Ghazan Khan, Mahmud

The following article is from The Great Soviet Encyclopedia (1979). It might be outdated or ideologically biased.

Ghazan Khan, Mahmud


Born Nov. 4, 1271; died May 17, 1304. Il-khan (khan) of Iran from the Il-Khanid dynasty [in Russian, Hulagu dynasty]. Reigned from 1295.

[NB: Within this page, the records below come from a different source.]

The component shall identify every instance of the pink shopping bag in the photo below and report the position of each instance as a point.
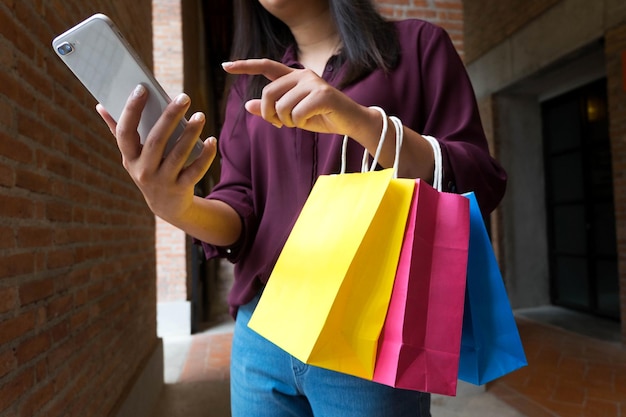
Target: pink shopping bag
(420, 342)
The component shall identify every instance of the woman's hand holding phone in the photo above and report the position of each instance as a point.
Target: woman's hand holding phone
(166, 184)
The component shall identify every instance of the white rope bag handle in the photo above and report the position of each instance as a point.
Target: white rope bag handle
(399, 138)
(434, 143)
(438, 174)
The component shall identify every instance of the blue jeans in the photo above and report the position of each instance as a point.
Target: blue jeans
(268, 382)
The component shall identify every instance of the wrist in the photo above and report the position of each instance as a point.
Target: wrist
(367, 128)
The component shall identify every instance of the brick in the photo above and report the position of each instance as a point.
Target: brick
(34, 291)
(32, 348)
(12, 390)
(13, 148)
(17, 264)
(8, 299)
(12, 328)
(8, 362)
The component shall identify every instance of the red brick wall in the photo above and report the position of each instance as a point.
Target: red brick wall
(77, 258)
(445, 13)
(168, 68)
(615, 48)
(489, 22)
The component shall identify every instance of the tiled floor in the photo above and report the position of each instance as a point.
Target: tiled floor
(568, 375)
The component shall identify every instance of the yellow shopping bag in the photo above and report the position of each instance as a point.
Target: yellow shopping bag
(327, 297)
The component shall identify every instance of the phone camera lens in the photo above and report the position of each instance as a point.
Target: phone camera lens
(65, 48)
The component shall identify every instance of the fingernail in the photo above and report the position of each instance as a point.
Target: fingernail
(139, 91)
(182, 99)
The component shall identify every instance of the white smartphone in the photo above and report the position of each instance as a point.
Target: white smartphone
(97, 53)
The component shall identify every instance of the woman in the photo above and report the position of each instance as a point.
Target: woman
(327, 62)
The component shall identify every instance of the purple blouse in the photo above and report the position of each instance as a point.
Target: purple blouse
(267, 173)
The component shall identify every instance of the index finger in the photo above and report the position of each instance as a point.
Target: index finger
(270, 69)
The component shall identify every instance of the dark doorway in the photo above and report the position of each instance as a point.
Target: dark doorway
(579, 199)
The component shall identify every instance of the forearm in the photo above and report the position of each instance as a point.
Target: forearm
(211, 221)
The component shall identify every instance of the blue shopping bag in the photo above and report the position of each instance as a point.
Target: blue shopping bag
(490, 343)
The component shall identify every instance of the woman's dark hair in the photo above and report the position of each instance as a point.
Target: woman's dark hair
(369, 41)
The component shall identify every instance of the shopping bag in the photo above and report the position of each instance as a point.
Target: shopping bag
(327, 296)
(490, 344)
(420, 341)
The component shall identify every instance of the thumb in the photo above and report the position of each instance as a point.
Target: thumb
(254, 107)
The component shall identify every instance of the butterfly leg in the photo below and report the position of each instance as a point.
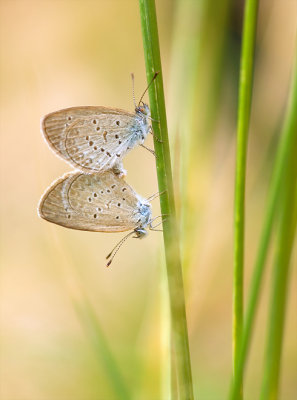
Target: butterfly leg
(155, 195)
(153, 228)
(155, 137)
(148, 149)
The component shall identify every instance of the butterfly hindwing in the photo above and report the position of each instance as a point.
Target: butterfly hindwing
(97, 202)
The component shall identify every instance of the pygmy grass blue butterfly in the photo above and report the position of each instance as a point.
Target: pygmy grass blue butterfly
(95, 139)
(97, 202)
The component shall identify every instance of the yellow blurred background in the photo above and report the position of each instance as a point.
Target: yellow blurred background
(56, 54)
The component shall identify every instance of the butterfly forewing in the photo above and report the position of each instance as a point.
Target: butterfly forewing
(98, 202)
(89, 138)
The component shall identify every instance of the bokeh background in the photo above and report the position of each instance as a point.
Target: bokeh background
(56, 54)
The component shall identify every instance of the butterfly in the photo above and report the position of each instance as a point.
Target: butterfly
(100, 202)
(95, 139)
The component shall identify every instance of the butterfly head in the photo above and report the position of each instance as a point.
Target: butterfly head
(144, 212)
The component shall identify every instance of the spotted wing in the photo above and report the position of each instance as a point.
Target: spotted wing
(90, 138)
(91, 202)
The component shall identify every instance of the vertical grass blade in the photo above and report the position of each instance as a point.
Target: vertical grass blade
(244, 111)
(287, 144)
(101, 349)
(170, 231)
(285, 241)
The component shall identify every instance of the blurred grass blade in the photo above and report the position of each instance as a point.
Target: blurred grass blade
(287, 144)
(244, 111)
(101, 348)
(170, 231)
(199, 49)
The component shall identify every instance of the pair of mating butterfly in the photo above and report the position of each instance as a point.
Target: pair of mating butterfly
(94, 140)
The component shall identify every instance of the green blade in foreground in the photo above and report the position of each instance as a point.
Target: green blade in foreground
(170, 230)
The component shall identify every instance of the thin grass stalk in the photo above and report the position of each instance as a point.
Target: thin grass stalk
(243, 120)
(280, 283)
(170, 230)
(101, 349)
(287, 141)
(275, 331)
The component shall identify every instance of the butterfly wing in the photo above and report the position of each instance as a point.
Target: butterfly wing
(90, 138)
(93, 202)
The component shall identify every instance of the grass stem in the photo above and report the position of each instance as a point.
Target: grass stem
(287, 143)
(165, 182)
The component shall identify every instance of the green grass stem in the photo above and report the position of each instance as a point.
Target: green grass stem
(244, 111)
(280, 284)
(165, 182)
(101, 349)
(287, 143)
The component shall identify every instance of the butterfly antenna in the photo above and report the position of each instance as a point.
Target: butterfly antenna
(116, 248)
(154, 77)
(133, 89)
(155, 195)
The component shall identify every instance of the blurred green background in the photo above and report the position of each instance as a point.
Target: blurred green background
(56, 54)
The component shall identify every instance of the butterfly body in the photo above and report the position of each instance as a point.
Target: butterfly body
(95, 139)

While vicegerent of Khurasan, Mazanderan, and Rai, Ghazan Khan revolted against the Il-khan Baida and seized the throne. He was raised as a Buddhist, but needing the support of the Iranian nobility, the Muslim clergy, and the Muslim part of the Mongol nomadic nobility, he embraced Islam and again made it the state religion of Iran. With the assistance of his vizier Rashid ad-din, he carried out administrative and economic reforms. He issued a decree on the allotment of military fiefs to all Mongols in the feudal army (the decree of 1303) and confirmed the Mongol-introduced attachment of peasants to the land and the prohibition of the right of movement.

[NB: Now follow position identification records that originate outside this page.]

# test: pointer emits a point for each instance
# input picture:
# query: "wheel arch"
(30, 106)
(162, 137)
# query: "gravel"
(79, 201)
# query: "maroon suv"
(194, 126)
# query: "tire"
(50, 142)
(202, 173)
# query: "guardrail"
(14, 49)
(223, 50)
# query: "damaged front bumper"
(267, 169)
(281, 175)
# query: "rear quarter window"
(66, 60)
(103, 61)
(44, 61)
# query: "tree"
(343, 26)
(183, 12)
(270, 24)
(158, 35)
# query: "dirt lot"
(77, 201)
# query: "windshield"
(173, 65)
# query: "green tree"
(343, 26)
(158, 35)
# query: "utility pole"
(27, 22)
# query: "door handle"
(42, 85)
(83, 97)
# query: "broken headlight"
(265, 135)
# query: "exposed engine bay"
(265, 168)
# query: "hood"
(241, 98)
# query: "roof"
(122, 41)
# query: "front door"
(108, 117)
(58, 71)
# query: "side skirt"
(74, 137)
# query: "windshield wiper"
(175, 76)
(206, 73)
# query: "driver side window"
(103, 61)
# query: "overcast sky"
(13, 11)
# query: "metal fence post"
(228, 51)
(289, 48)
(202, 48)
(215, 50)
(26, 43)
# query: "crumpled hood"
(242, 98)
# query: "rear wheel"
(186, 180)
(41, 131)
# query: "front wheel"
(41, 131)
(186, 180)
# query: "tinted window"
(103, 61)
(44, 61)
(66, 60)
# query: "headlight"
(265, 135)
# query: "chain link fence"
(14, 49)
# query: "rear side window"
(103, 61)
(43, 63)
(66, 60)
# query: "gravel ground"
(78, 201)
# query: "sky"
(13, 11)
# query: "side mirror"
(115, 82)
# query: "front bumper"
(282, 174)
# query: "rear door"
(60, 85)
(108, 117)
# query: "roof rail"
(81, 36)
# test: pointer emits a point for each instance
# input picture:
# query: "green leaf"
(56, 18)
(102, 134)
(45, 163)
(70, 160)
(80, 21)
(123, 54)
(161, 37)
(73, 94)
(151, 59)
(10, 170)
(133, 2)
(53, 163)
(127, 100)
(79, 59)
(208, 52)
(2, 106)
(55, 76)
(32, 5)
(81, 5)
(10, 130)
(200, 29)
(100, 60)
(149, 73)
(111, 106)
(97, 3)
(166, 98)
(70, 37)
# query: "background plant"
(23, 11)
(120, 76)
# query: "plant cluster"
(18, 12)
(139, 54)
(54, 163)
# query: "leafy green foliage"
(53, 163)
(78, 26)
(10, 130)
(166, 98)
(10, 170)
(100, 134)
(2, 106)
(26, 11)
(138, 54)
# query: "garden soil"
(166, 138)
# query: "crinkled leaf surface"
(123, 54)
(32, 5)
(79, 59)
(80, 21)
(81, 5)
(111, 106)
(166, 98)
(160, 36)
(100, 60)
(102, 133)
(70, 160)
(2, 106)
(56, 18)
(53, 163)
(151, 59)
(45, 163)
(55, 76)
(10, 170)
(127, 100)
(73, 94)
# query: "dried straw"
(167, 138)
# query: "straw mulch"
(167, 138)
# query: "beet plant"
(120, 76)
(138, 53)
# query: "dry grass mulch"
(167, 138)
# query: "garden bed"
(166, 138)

During Ghazan Khan’s reign, canals were built, and an observatory and hospital were constructed near Tabriz. From 1299 to 1303 he conducted unsuccessful campaigns into Syria against the Mamelukes.


Rashid ad-din. “Povestvovanie o Gazan-khane.” In Dzhami attavarikh, vol. 3. Baku, 1957. (Persian text and Russian translation. Also includes texts of Ghazan Khan’s decrees.)
Falina, A. I. “Reformy Gazan-Khana.” Uchenye zapiski Instituta vostokovedeniia AN SSSR, 1959, vol. 17.
Petrushevskii, I. P. Zemledelie i agrarnye otnosheniia v Irane XIII-XIV vv. Moscow-Leningrad, 1960. Pages 55-62, 83-92.